School of Medicine and Dentistry, Menzies Health Institute Queensland, Griffith University, Nathan, QLD 4111, Australia.
School of Mathematics and Statistics, University of Melbourne, Parkville, VIC 3010, Australia.
Biostatistics. 2022 Dec 12;24(1):108-123. doi: 10.1093/biostatistics/kxab037.

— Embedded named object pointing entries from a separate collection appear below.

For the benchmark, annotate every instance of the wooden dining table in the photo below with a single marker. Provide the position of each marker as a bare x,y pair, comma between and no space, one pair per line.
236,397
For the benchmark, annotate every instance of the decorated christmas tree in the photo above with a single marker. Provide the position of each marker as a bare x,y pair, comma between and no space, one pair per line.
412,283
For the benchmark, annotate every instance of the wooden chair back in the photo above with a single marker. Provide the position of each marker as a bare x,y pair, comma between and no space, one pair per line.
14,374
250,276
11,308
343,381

Multimorbidity constitutes a serious challenge on the healthcare systems in the world, due to its association with poorer health-related outcomes, more complex clinical management, increases in health service utilization and costs, but a decrease in productivity. However, to date, most evidence on multimorbidity is derived from cross-sectional studies that have limited capacity to understand the pathway of multimorbid conditions. In this article, we present an innovative perspective on analyzing longitudinal data within a statistical framework of survival analysis of time-to-event recurrent data. The proposed methodology is based on a joint frailty modeling approach with multivariate random effects to account for the heterogeneous risk of failure and the presence of informative censoring due to a terminal event. We develop a generalized linear mixed model method for the efficient estimation of parameters. We demonstrate the capacity of our approach using a real cancer registry data set on the multimorbidity of melanoma patients and document the relative performance of the proposed joint frailty model to the natural competitor of a standard frailty model via extensive simulation studies. Our new approach is timely to advance evidence-based knowledge to address increasingly complex needs related to multimorbidity and develop interventions that are most effective and viable to better help a large number of individuals with multiple conditions.
多种疾病并存给世界上的医疗保健系统带来了严重的挑战,因为它与较差的健康相关结果、更复杂的临床管理、卫生服务利用和成本的增加以及生产力的下降有关。然而,迄今为止,大多数关于多种疾病并存的证据来自横断面研究,这些研究对多种疾病并存的发病机制的理解能力有限。在本文中,我们提出了一种新颖的观点,即在生存分析的统计框架内分析纵向数据,时间到事件复发数据的生存分析。所提出的方法基于联合脆弱性建模方法,具有多元随机效应,以考虑失败的异质性风险和由于终端事件导致的信息性删失的存在。我们开发了一种广义线性混合模型方法,用于有效估计参数。我们使用黑色素瘤患者多种疾病并存的真实癌症登记数据集来证明我们方法的能力,并通过广泛的模拟研究记录所提出的联合脆弱性模型相对于标准脆弱性模型的自然竞争者的相对性能。我们的新方法及时推进循证知识,以满足与多种疾病并存相关的日益复杂的需求,并开发最有效和可行的干预措施,以更好地帮助大量患有多种疾病的个体。